Scheduled Tasks Stop Running After a While

jsaab · October 27, 2020, 3:43pm

Hello,

From time to time the scheduled tasks are no longer running. We have 67 scheduled tasks, each runs according to its fixed delay or cron expression. Most of them are configured to run every 60 seconds, but some are scheduled to run every day or every hour. As I mentioned in the beginning all of these scheduled tasks suddenly stop working and don’t resume back. This issue is happening approximately every two days, and the only way to force the scheduled tasks to run again is by restarting the web server (which is obviously causing a lot of issues to the users).
We’ve searched for possible solutions and found a similar one that has been resolved (Possible “freezing” of fast “fixed delay” singleton scheduled task) in versions 6.10.13, 7.0.11, 7.1.1, and 7.2.0.

Can you please confirm that it’s the same issue and that if we upgrade to 7.2.0 this issue will stop from happening over again? Or is there at least a workaround that will allow us to temporarily fix this issue while we work on migrating to 7.2.0?

Platform Information:

platform-6.7.16
Web Server: Tomcat 8.5
Server: Linux CentOS 7 with 16 Gb RAM and 8 vCPUs

krivopustov · October 28, 2020, 10:04am

Hi,

Most probably it’s the same issue, but unfortunately I cannot guarantee that.
I would recommend upgrading to the latest 6.10.x where the issue is resolved.

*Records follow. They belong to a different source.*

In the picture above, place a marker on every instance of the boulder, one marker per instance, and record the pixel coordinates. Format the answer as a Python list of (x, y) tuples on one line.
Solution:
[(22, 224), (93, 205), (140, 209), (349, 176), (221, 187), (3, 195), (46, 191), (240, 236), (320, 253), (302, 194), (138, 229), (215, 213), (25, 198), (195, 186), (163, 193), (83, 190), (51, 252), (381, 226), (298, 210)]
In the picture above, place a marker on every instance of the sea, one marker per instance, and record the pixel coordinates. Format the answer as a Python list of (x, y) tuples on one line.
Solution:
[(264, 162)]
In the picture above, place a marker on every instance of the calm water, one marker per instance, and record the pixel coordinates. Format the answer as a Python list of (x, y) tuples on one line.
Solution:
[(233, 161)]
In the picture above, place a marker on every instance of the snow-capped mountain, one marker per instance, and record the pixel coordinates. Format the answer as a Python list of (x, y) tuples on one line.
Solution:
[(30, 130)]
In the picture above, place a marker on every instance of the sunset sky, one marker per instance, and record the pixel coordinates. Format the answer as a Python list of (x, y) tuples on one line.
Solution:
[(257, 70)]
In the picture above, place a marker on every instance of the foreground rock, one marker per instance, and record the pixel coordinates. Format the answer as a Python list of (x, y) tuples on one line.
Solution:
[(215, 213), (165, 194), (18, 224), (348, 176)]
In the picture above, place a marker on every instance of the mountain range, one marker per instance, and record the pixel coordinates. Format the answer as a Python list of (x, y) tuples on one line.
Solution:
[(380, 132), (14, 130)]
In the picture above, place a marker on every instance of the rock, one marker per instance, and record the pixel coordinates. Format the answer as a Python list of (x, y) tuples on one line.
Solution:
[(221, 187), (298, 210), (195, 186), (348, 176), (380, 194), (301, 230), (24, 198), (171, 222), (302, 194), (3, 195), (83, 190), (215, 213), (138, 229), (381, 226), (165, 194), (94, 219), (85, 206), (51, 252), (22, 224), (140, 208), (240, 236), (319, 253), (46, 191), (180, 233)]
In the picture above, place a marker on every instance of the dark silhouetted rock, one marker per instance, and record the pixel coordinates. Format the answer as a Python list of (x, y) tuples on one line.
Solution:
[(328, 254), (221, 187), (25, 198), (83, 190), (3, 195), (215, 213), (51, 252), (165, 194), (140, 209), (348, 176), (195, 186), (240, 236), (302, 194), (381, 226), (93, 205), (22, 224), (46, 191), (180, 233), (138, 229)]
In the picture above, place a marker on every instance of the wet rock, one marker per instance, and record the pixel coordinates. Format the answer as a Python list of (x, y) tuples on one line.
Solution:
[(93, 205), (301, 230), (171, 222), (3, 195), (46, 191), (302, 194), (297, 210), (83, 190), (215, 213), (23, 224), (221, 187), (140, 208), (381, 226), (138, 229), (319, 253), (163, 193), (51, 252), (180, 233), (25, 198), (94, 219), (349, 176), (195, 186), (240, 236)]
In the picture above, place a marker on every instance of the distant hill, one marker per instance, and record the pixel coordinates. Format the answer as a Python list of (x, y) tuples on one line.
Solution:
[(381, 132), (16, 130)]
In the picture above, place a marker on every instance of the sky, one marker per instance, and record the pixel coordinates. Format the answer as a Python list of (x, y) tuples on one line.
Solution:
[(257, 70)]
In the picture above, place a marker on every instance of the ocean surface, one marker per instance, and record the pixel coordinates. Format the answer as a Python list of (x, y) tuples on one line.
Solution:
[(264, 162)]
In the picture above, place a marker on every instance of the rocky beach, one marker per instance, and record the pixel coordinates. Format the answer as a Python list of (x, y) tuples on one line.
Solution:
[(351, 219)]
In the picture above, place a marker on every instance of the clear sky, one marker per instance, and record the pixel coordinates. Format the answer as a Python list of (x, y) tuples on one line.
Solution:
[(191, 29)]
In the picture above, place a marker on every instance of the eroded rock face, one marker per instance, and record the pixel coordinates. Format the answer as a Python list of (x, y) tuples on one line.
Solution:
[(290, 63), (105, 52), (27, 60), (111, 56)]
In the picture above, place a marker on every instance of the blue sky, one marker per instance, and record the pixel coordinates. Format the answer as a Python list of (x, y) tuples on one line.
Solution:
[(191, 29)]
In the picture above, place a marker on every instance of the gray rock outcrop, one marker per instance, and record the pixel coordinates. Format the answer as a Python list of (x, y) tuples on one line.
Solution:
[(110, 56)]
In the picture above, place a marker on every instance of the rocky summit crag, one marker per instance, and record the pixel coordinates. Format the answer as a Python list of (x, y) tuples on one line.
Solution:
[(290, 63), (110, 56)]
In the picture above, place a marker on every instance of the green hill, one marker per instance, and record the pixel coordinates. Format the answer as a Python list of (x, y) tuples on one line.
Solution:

jsaab · November 6, 2020, 1:05pm

Hello Konstantin,

Migrating to CUBA 6.10.19 didn’t solve the issue unfortunately. The scheduled tasks are still freezing/not running after a couple of days.

Here is some information that might help you in debugging the issue:

Our scheduled tasks are of three types, one that imports files from an FTP, one that sends files to an FTP, and another that sends data through REST API
All scheduled tasks are freezing, not just one, and they’re freezing at approximately the same time
Printing the active scheduled tasks using the JMX Console, shows that all scheduled tasks are active. But in fact, non of them is running, the files are still not imported from the FTP which indicates that the scheduled tasks are not running.
The LAST_START_TIME doesn’t reflect the last scheduled task execution history record when this issue happens.
Setting the LAST_START_TIME to NULL doesn’t restart the scheduled task since it’s marked as running in the Scheduling bean.
All Scheduled tasks have the scheduling type set to “Fixed Delay” with a period of 60 seconds.
We have exactly 66 scheduled tasks (for now at least) that must periodically run to send and import data.
Some scheduled tasks take more than 200 seconds to finish and others less than 20 seconds. It depends on the amount of data being transferred.
The only way to run the scheduled tasks again is by restarting the entire web server.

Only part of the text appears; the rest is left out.